So I am currently trying to draw the confidence interval for a linear model. I found out I should use predict.lm() for this, but I have a few problems really understanding the function and I do not like using functions without knowing what's happening. I found several how-to's on this subject, but only with the corresponding R-code, no real explanation. This is the function itself:
## S3 method for class 'lm'
predict(object, newdata, se.fit = FALSE, scale = NULL, df = Inf,
interval = c("none", "confidence", "prediction"),
level = 0.95, type = c("response", "terms"),
terms = NULL, na.action = na.pass,
pred.var = res.var/weights, weights = 1, ...)
Now, what I've trouble understanding:
1) newdata
An optional data frame in which to look for variables
with which to predict. If omitted, the fitted values are used.

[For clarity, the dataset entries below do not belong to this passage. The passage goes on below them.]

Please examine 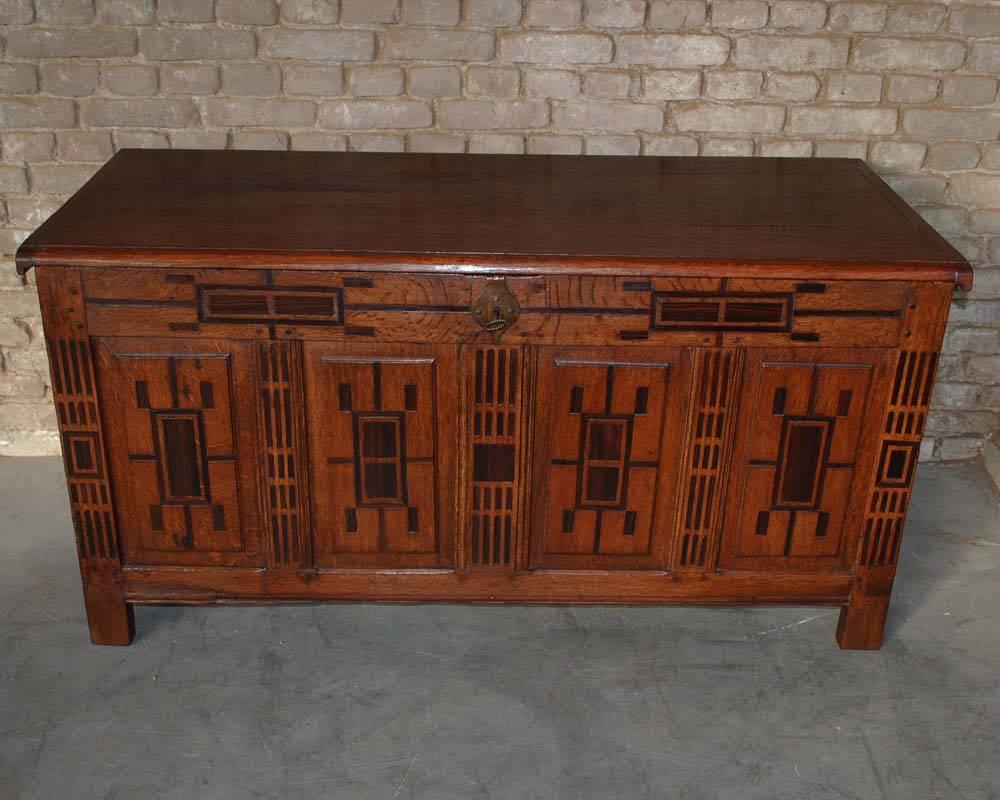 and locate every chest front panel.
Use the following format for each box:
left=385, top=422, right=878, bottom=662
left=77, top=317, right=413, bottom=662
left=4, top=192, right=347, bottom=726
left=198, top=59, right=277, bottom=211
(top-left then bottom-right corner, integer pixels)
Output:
left=68, top=268, right=951, bottom=595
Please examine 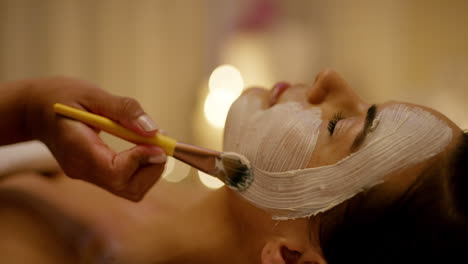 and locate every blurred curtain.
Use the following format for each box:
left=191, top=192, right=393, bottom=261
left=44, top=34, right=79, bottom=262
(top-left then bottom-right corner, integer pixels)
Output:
left=0, top=0, right=206, bottom=143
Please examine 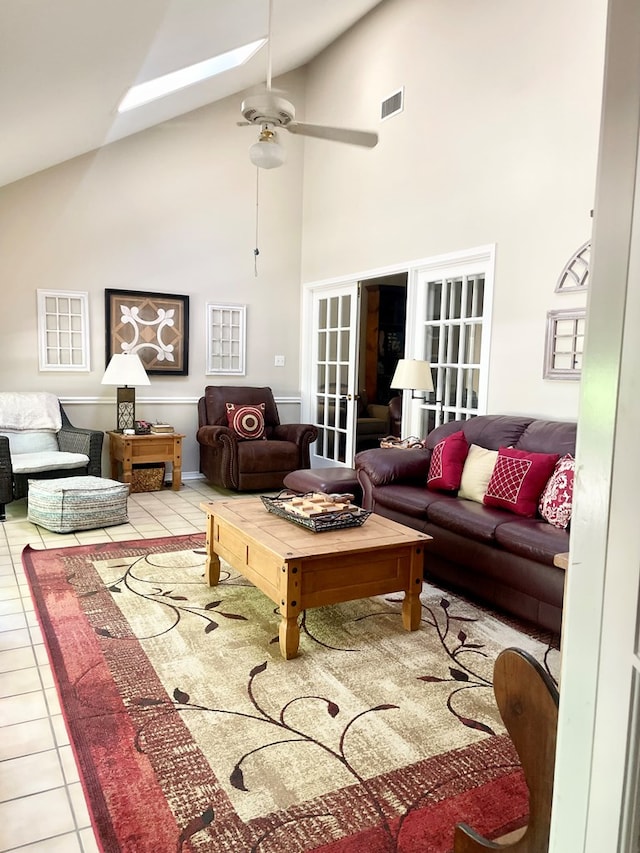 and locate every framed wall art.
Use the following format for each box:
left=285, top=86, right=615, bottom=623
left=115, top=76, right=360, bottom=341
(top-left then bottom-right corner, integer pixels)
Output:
left=105, top=289, right=189, bottom=375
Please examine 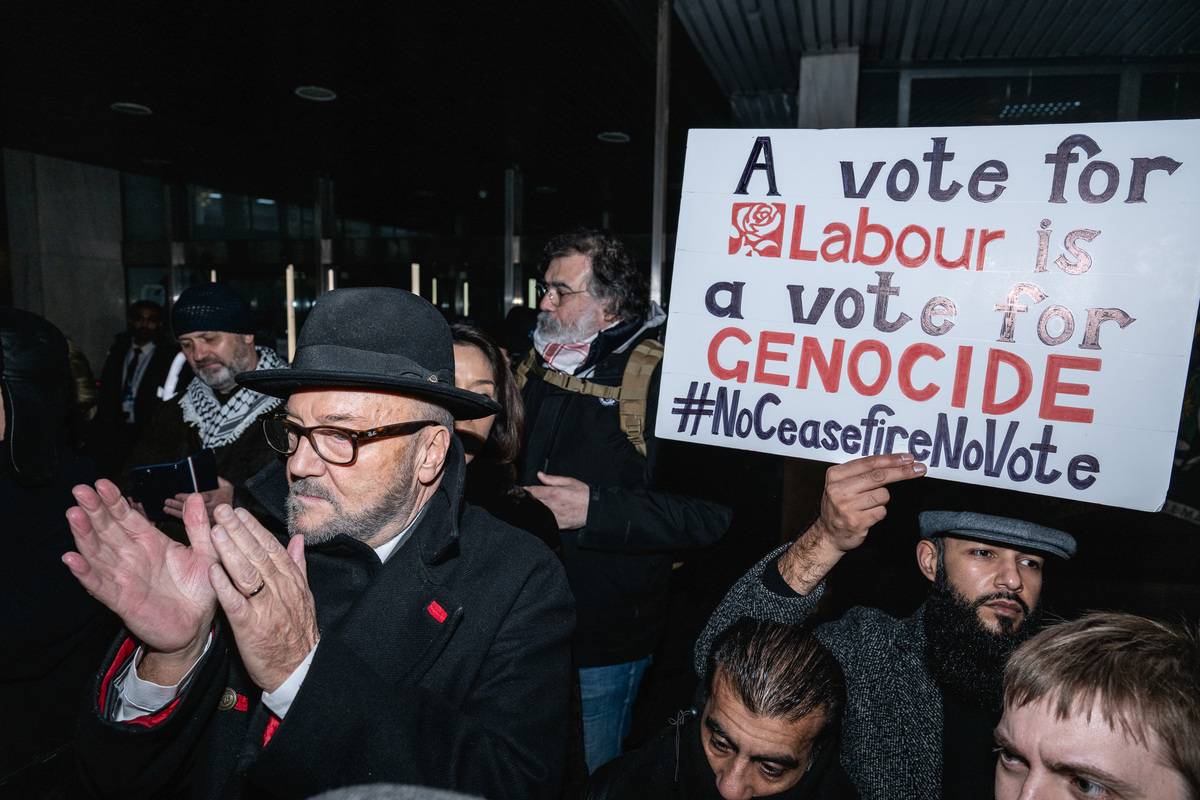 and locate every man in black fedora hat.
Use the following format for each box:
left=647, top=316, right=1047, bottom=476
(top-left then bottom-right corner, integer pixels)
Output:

Everyone seems to use newdata for this, but I cannot quite understand why. For calculating the confidence interval I obviously need the data which this interval is for (like the # of observations, mean of x etc), so cannot be what is meant by it. But then: What is does it mean?
2) interval
Type of interval calculation.okay.. but what is "none" for?
3a) type
Type of prediction (response or model term).3b) terms
If type="terms", which terms (default is all terms)3a: Can I by that get the confidence interval for one specific variable in my model? And if so, what is 3b for then? If I can specify the term in 3a, it wouldn't make sense to do it in 3b again.. so I guess I'm wrong again, but I cannot figure out why.
I guess some of you might think: Why don't just try this out? And I would (even if it would maybe not solve everything here), but I right now don't know how to. As I do not now what the newdata is for, I don't know how to use it and if I try, I do not get the right confidence interval. Somehow it is very important how you choose that data, but I just don't understand!
EDIT: I want to add that my intention is to understand how predict.lm works. By that I mean I don't understand if it works the way I think it does. That is it calculates y-hat (predicted values) and than uses adds/subtracts for each the upr/lwr-bounds of the interval to calculate several datapoints(looking like a confidence-line then) ?? Then I would undestand why it is necessary to have the same lenght in the newdata as in the linear model.